Imara Miles: Young Opera Singer Is Loving Her Career Choice!

Imara Miles

The Truth Staff

Imara Miles, a young mezzo-soprano and a resident artist with Toledo Opera for the 2022-23 season, is quite literally at the start of her operatic career. It’s quite a promising start that has already brought her a large measure of success.

A native of the Washington, D.C., area, Miles is a graduate of York College (an undergraduate degree) of Pennsylvania and Indiana University (masters in music). She has been a featured performer in shows such as Il Barbiere di Siviplia (Berta), The Drowsy Chaperone (Title role), Gianni Schicchi (Zita) and Porgy and Bess (Lily), among others. She has been a young artist in programs such as The Glimmerglass Festival, Grant Park Music Festival, Pensacola Opera and the Des Moines Metro Opera prior to joining the Toledo Opera this season.

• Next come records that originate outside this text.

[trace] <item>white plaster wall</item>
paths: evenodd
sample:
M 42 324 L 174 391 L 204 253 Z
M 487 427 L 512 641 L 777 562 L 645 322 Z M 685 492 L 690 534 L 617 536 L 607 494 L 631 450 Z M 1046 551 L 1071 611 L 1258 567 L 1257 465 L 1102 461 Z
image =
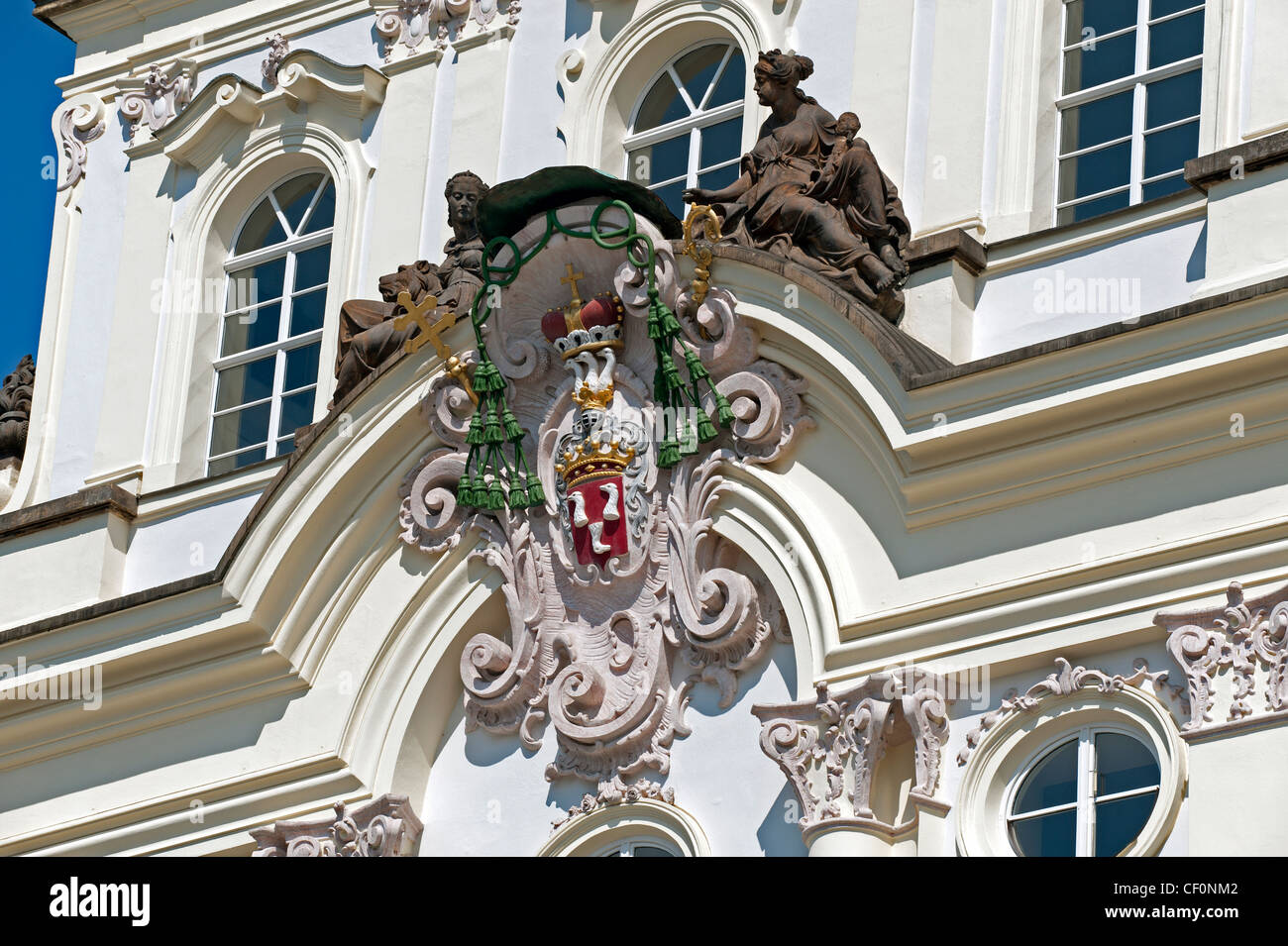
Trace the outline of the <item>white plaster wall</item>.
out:
M 1190 301 L 1204 278 L 1206 225 L 1206 220 L 1170 224 L 981 281 L 972 357 L 987 358 Z M 1072 309 L 1064 305 L 1061 311 L 1060 299 L 1068 301 L 1069 296 L 1056 291 L 1056 310 L 1043 311 L 1041 279 L 1050 279 L 1055 290 L 1113 279 L 1133 302 L 1122 311 L 1095 311 L 1090 302 L 1081 310 L 1075 304 Z
M 139 525 L 125 555 L 121 593 L 210 571 L 256 499 L 258 492 Z
M 775 645 L 750 673 L 742 674 L 735 701 L 716 705 L 715 691 L 699 686 L 689 705 L 693 734 L 676 740 L 666 785 L 676 803 L 693 815 L 717 856 L 799 856 L 805 853 L 800 829 L 790 821 L 793 806 L 787 780 L 760 750 L 760 722 L 752 703 L 795 699 L 791 645 Z M 546 731 L 541 749 L 529 756 L 518 736 L 483 730 L 466 735 L 461 710 L 444 739 L 424 802 L 416 806 L 425 824 L 422 856 L 536 853 L 550 837 L 560 810 L 581 801 L 594 786 L 574 779 L 545 781 L 555 756 L 555 734 Z M 656 774 L 652 774 L 654 780 Z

This season, with Toledo Opera, she will appear in this weekend’s Suor Angelica/Cavalleria Rusticana and later sing the role of Olga in The Merry Widow. After The Merry Widow, Miles will take a little break during her 10-month stint here to go to the Knoxville Opera to sing the role of Marcellina in Le Nozze di Figaro and then return in the spring.

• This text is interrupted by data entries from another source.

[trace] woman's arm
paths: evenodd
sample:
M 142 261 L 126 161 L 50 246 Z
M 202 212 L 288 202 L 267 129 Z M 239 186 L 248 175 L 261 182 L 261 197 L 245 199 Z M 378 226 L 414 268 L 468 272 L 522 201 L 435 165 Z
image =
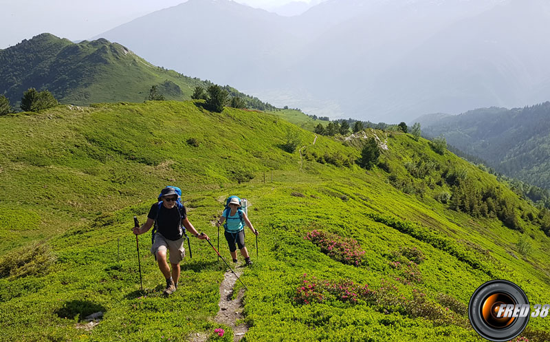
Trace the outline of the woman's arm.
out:
M 216 226 L 219 227 L 219 226 L 221 226 L 222 224 L 223 224 L 223 222 L 225 220 L 226 220 L 226 217 L 222 215 L 221 216 L 219 217 L 219 218 L 218 219 L 218 221 L 216 222 Z
M 246 214 L 245 213 L 244 211 L 243 211 L 243 220 L 244 220 L 245 223 L 246 224 L 247 226 L 248 226 L 248 227 L 250 228 L 250 230 L 252 231 L 252 233 L 254 233 L 254 234 L 256 234 L 257 235 L 258 235 L 258 231 L 256 231 L 256 229 L 254 228 L 254 227 L 252 226 L 252 224 L 250 223 L 250 220 L 248 220 L 248 217 L 246 215 Z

Clearly the start of her operatic career has been busy and exactly as she has desired since she became enamored of opera at the tender age of 14, befuddling family and friends about such an unexpected turn of events.

Miles has never wavered in her love of opera and her desire to pursue a career singing and she has relished the challenges such a career presents. One of those challenges is “being able to learn quickly” says Miles of her effort to incorporate the various operatic cultures and languages, along with the music, into her repertoire. For example, she has sung operatic pieces in the following languages: English, Italian, French, German, Spanish, Latin, Korean, Hebrew and Swahili.

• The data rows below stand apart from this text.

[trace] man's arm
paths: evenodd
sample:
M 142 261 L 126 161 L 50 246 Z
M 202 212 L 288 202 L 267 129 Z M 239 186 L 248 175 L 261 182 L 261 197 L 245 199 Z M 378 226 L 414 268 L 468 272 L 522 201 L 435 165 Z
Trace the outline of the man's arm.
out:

But above all, as she learns and practices while attempting to master her art, she must exercise discipline and understand that not everything she wants to do can be accomplished immediately.

“It is difficult to find the pieces that are comfortable right now because I know my voice will get bigger over the years,” she says of the learning process. “American opera singers have a tendency to go too big too fast.”

Miles’ goal is to master her art at the appropriate pace – using “patience and perseverance” – so that as she matures and her voice changes, there will be no damage to those muscles that control the voice. “Don’t go too fast,” she constantly reminds herself. Some singers who rush the process – sometimes by taking on roles for which they are not ready – develop a vocal “wobble.”

“The voice isn’t as settled yet,” she adds

“It’s like training a muscle incorrectly, as it’s still growing,” adds Rachael Cammarn, the Toledo Opera’s coordinator of communications and patron services. “It’s a whole mechanism. With these young singers, their voices are not physically there yet.”

However, her desire to perform keeps her moving along in spite of the challenges – the challenge of being constantly on the road away from family and friends, the challenge of constant work and practice and rehearsal, the challenge of pacing herself, the challenge of periodic auditions.

“I love it with all my heart,” she says of the rewards. “I love being an opera singer more than anything in the world.”

Puccini’s Suor Angelica makes its triumphant return to the Valentine stage this weekend paired with Mascagni’s Cavalleria Rusticana. Set in a convent in 17th century Italy, Suor Angelica deals with the hardship and social constructs placed on women who do not conform to the rules of society and religion on their everyday lives.

Also dealing with societal and religious repression, Cavalleria Rusticana centers around the tempestuous relationship between villagers Santuzza, Turridu, Lola, and Alfio. Mascagni’s work is set in a 19th century Sicilian village. Both of these one-act operas end in tragedy and are conducted by Maestro Geoffrey McDonald and staged by director Keturah Stickann.